Search code examples
pythonnlpspacy

spaCy phrase matcher:TypeError when trying to remove matched phrases


I am trying to effectively clean text that was derived from automatic speech recognition software Using spaCy phrase matcher (https://spacy.io/usage/rule-based-matching#phrasematcher). The data is very dirty and does not separate speakers, so I am trying to remove repetitive phrases across all data samples. Using the rule-based phrase matcher, I am able to find the target text in my sample strings, but in trying to replace them with spaces, I receive a type error below: TypeError: replace() argument 1 must be str, not spacy.tokens.token.Token

My code is below:

# Import the required libraries:
import spacy
from spacy.matcher import PhraseMatcher

# Declare string from text extracted from a dataframe.  Please note that there are many errors in the ASR, including words recognized incorrectly such as "mercado" which a mis-translated utterance from the IVR.  

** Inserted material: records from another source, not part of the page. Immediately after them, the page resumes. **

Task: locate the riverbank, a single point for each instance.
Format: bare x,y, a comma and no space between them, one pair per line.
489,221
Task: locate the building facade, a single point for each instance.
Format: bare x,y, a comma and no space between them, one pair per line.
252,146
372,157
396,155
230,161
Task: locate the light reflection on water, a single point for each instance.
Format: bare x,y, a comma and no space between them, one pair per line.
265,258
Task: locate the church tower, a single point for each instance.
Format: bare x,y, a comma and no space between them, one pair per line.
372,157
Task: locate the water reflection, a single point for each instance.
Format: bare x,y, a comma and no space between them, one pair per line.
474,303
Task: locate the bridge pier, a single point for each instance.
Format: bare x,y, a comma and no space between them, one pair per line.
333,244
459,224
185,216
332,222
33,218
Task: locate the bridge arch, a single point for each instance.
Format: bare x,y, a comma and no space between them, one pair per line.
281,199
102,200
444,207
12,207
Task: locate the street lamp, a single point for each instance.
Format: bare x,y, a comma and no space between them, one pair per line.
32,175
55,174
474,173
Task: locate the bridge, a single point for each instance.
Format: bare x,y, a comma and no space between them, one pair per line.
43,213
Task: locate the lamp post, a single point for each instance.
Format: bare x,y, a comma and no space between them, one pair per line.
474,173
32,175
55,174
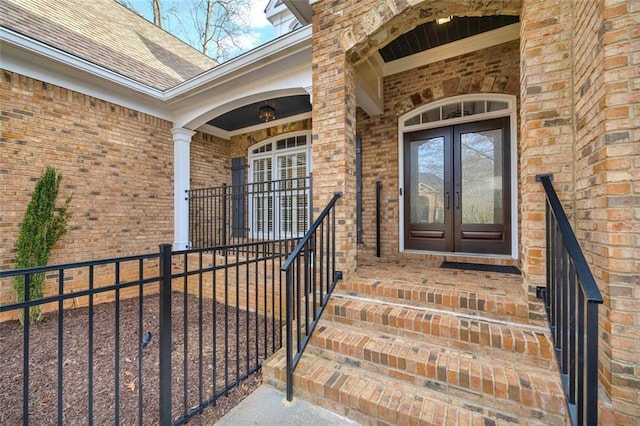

conv_str = "Welcome to companyx, to continue in English, please press one but I contin into mercado. Hello, I am V companyx, virtual assistant to best serve you during our conversation. Please provide your responses after I finished speaking in a few words please tell me what you're calling about. You can say something like I want to change my account information"

# call the matcher
matcher = PhraseMatcher(nlp.vocab, attr="LOWER")

# Declare a list of strings to search for in another string

terms = ["Welcome to CompanyX", "to continue in English, please press one", "virtual assistant", "In a few words please tell me what you're calling about", "CompanyX"]
# the stack overflow interface is incorrectly coloring some of the term strings, but it works in python

# create patterns variable
patterns = [nlp.make_doc(text) for text in terms]
matcher.add("TerminologyList", patterns)

doc = nlp(conv_str)
matches = matcher(doc)
for match_id, start, end in matches:
    span = doc[start:end] # span is a list
    terms_not_needed = list(span)
    for item in terms_not_needed:
        conv_str.replace(item, ' ')

As I mentioned, I get the TypeError as printed out above. I understand that the str.replace argument requires a string, but I was thinking that by declaring the span a list that I could iterate through that terms_not_needed list for individual string matches. Any guidance would be very helpful.


Solution

  • There are a couple of issues with your approach here. One is that because of the way replace works, if you're using it there's no reason to use the PhraseMatcher - replace will already replace all instances of a string.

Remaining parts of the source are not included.